South America NVE small.jpgBrazil’s environment minister quit her job this week. If environmentalists are right, this is a bad thing for the Amazon.

Marina Silva said her attempts to protect the forest were meeting with “growing resistance … in important sectors of the government and society” (Bloomberg).

Reuters believes the resignation is a major blow to the eco-credentials of president Luiz Inacio ‘Lula’ da Silva. “He is increasingly conservative,” Christopher Garman, head of the Latin America practice at Eurasia Group, told the newswire. “He has caved in to the view that the Amazon has to be developed in some form or fashion.”

“Brazil is losing the only voice in the government that spoke out for the environment,” says Sergio Leitao of Greenpeace in Brazil (AP). “The minister is leaving because the pressure on her for taking the measures she took against deforestation has become unbearable.”


“Now the emperor has no clothes. The intention of Lula’s government is clear,” concurs Roberto Smeraldi, director of Friends of the Earth Brazil (AP). Lula has, however, insisted environment policies won’t change due to the resignation (O Globo)

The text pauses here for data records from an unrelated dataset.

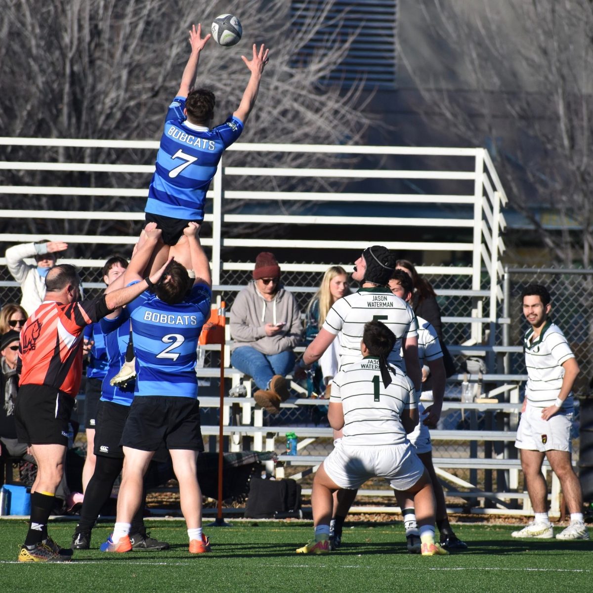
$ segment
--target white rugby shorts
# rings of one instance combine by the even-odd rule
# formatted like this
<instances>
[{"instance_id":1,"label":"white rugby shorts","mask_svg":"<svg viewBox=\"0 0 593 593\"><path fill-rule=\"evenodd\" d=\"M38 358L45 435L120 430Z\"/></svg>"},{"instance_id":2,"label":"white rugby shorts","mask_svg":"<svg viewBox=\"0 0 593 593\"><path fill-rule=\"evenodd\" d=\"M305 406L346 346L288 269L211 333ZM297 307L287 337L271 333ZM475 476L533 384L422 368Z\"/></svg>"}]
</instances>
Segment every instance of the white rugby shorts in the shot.
<instances>
[{"instance_id":1,"label":"white rugby shorts","mask_svg":"<svg viewBox=\"0 0 593 593\"><path fill-rule=\"evenodd\" d=\"M323 462L326 473L340 488L359 488L373 477L385 478L394 490L407 490L422 477L424 466L408 442L377 447L348 445L344 439Z\"/></svg>"},{"instance_id":2,"label":"white rugby shorts","mask_svg":"<svg viewBox=\"0 0 593 593\"><path fill-rule=\"evenodd\" d=\"M570 428L572 412L554 414L549 420L541 417L543 408L527 404L521 414L515 446L530 451L572 451Z\"/></svg>"},{"instance_id":3,"label":"white rugby shorts","mask_svg":"<svg viewBox=\"0 0 593 593\"><path fill-rule=\"evenodd\" d=\"M414 427L414 430L408 435L408 441L416 449L416 453L429 453L432 451L432 444L431 442L431 431L428 427L422 423L426 417L424 411L424 406L422 403L418 404L418 413L420 420Z\"/></svg>"}]
</instances>

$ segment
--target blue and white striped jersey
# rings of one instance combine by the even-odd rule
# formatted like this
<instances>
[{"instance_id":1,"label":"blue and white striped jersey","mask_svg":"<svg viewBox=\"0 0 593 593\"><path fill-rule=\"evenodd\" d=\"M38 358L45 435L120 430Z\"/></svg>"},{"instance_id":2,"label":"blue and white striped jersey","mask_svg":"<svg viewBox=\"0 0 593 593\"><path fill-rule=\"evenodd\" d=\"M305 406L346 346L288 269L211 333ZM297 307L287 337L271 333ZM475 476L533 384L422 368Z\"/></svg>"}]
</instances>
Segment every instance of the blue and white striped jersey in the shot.
<instances>
[{"instance_id":1,"label":"blue and white striped jersey","mask_svg":"<svg viewBox=\"0 0 593 593\"><path fill-rule=\"evenodd\" d=\"M144 209L171 218L200 220L218 161L241 135L243 122L229 116L211 130L190 123L183 113L185 104L184 97L176 97L169 106Z\"/></svg>"},{"instance_id":2,"label":"blue and white striped jersey","mask_svg":"<svg viewBox=\"0 0 593 593\"><path fill-rule=\"evenodd\" d=\"M135 382L130 381L125 387L114 387L109 384L126 360L126 350L130 340L130 314L125 308L115 319L104 317L100 323L105 336L105 347L109 360L107 375L101 386L101 399L122 406L130 406L134 398Z\"/></svg>"},{"instance_id":3,"label":"blue and white striped jersey","mask_svg":"<svg viewBox=\"0 0 593 593\"><path fill-rule=\"evenodd\" d=\"M87 326L84 339L94 342L88 357L87 377L89 379L103 379L107 372L107 353L105 350L105 338L98 322Z\"/></svg>"},{"instance_id":4,"label":"blue and white striped jersey","mask_svg":"<svg viewBox=\"0 0 593 593\"><path fill-rule=\"evenodd\" d=\"M209 287L196 284L184 301L175 305L145 291L127 305L136 396L197 397L197 339L210 316L212 296Z\"/></svg>"}]
</instances>

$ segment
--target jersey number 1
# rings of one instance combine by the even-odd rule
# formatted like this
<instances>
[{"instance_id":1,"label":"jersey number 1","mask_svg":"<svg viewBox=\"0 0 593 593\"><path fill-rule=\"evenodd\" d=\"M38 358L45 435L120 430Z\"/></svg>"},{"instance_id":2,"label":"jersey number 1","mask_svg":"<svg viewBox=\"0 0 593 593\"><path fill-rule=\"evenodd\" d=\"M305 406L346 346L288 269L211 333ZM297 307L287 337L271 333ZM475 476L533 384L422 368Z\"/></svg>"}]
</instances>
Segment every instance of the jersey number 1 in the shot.
<instances>
[{"instance_id":1,"label":"jersey number 1","mask_svg":"<svg viewBox=\"0 0 593 593\"><path fill-rule=\"evenodd\" d=\"M189 167L192 162L195 162L197 160L197 157L192 157L192 155L184 152L180 148L171 158L181 158L185 161L185 162L178 167L176 167L174 169L171 169L169 171L170 177L176 177L186 167Z\"/></svg>"},{"instance_id":2,"label":"jersey number 1","mask_svg":"<svg viewBox=\"0 0 593 593\"><path fill-rule=\"evenodd\" d=\"M374 401L379 401L379 396L381 395L381 386L379 384L379 381L381 380L381 377L378 375L375 375L372 378L372 387L373 387L373 394L375 396Z\"/></svg>"}]
</instances>

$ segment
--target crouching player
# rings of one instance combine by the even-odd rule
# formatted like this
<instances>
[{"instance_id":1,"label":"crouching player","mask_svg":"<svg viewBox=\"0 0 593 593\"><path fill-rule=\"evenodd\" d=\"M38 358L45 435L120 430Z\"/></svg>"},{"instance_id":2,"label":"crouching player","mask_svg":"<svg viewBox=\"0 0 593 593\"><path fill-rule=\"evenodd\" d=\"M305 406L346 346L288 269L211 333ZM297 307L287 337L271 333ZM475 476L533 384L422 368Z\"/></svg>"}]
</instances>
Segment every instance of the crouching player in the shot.
<instances>
[{"instance_id":1,"label":"crouching player","mask_svg":"<svg viewBox=\"0 0 593 593\"><path fill-rule=\"evenodd\" d=\"M414 386L387 358L396 336L380 321L365 325L361 361L340 371L333 380L328 419L342 429L315 476L311 503L315 539L299 554L330 551L332 493L359 488L372 477L383 477L394 490L414 500L423 556L447 554L435 543L435 496L430 476L406 440L418 423Z\"/></svg>"},{"instance_id":2,"label":"crouching player","mask_svg":"<svg viewBox=\"0 0 593 593\"><path fill-rule=\"evenodd\" d=\"M142 278L160 237L155 227L154 222L146 225L126 270L126 285ZM132 549L130 524L141 505L144 476L161 443L169 449L179 482L189 551L210 551L202 531L202 492L196 467L198 452L204 450L195 372L197 339L212 298L210 265L200 244L199 229L190 222L183 231L195 279L190 280L183 266L171 262L162 282L149 285L128 305L138 378L120 442L124 465L117 517L111 537L101 544L103 551Z\"/></svg>"}]
</instances>

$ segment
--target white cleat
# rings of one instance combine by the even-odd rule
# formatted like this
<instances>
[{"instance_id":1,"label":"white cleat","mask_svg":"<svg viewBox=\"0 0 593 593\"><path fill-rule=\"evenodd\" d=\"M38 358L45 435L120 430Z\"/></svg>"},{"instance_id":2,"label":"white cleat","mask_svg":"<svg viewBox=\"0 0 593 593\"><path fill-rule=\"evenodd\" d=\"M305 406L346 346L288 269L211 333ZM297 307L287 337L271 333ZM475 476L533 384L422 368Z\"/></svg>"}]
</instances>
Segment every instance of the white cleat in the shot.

In an editorial the Independent notes:

Five years ago, she was appointed guardian of the Amazon but, in that time, she has fought an uphill battle against the loggers and ranchers of Brazilian agribusiness. Indeed, she often seem a lone voice in the Brazilian government – outvoted on the introduction of genetically-modified grains, on the construction of a new nuclear power plant and on massive infrastructure projects, including two big hydro-electric dams and a major new road in the rainforest. She has finally quit, worn down by ill-health and the appointment of a rival minister to speed the approval of energy projects.

Silva is succeeded as environment minister by Carlos Minc, one of the founders of the Brazilian Green party (Reuters). A poll on the Estadao paper website has 125 people backing the new appointment vs 199 against.